Introduction to Database Systems
A database system is a system of interconnected data, a set of programs to access the data, an environment that is both convenient and efficient to use. Very mission critical. Can be small or very large. The data can be stored in memory or disk or both.
Drawbacks of using fs-based DB
- Cannot explicitly specify relationships
The data have to be saved redundantly. And that causes inconsistency. - Cannot explicitly specify constraints
The constraints like primary key, positive value, would have to be enforced manually, inside the DBMS system. - Limited security features
File systems offer file-level, basic access controls but lack the granular security features such as role-based access control, row-level security, or encryption capabilities. - Scalability challenges
File systems don’t handle large-scale data well. As data grows, performance degrades rapidly. - Concurrent access issues
Multiple users or processes attempting to read or write the same file can lead to data corruption, inconsistencies, or deadlocks. - Limited Querying Capabilities File systems do not have the robust querying mechanisms found in database management systems. Users must implement their own search algorithms and indexing structures, which are often less efficient and more error-prone.

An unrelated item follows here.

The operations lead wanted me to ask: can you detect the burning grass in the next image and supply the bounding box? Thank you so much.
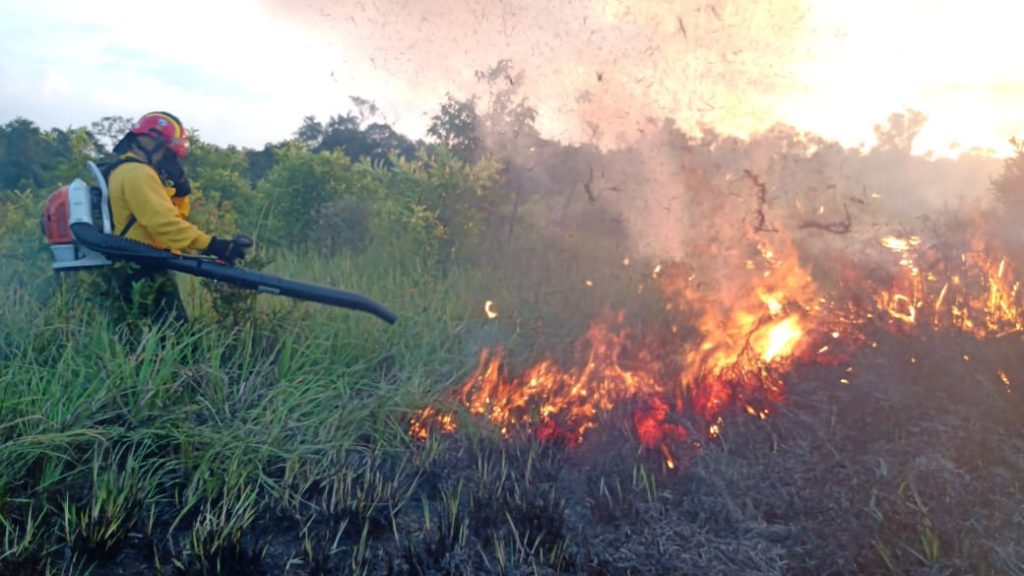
[0,204,1024,574]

- Concurrency Issues File systems have limited support for concurrent access. Multiple users or processes attempting to read or write the same file can lead to data corruption, inconsistencies, or deadlocks.
- Lack of ACID Properties File systems don’t inherently provide Atomicity, Consistency, Isolation, and Durability (ACID) properties. Transactions can be interrupted, leading to partial updates and inconsistent states.
- No Data Integrity Constraints File systems cannot enforce constraints like primary keys, foreign keys, or check constraints, which are essential for maintaining data integrity.
Levels of Abstraction
Physical Level
Describes how a record is stored on the disk. Independent of the hardware.
Logical Level
Describes the data, relationships and the constraints. Logical structure of the database is called the schema.
- Physical schema: The physical structure of the database, including the layout of data on disk.
- Logical schema: The logical structure of the database, including the design of tables, indexes, and constraints.
Actual content of the database, including all the data is called the instance.
View Level
Describes how data is presented to the user.
Terminology
Physical Data Independence
The ability to modify the physical schema without affecting the logical structure.
Transaction
A collection of operations that performs a single logical function in a database application.
Data Manipulation Language
A language for accessing and manipulating the data in the database. Aka. query language.
2 classes:
- Procedural: user specifies what data is required and how to retrieve it
- Non-procedural or Declarative: user specifies what data is required without the steps
SQL is the most used one.
Data Definition Language
A language for defining the structure of the database.
2 classes:
- Procedural: user specifies what data is required and how to retrieve it
- Non-procedural or Declarative: user specifies what data is required without the steps
SQL is the most used one, declarative.
Data dictionary
DDL compiler generates a set of table templates stored in data directory. Contains a lot of metadata.
- Database schema
- Constraints
- Referential integrity
- Authorization
History
- SQL became the industry standard in the 1980s.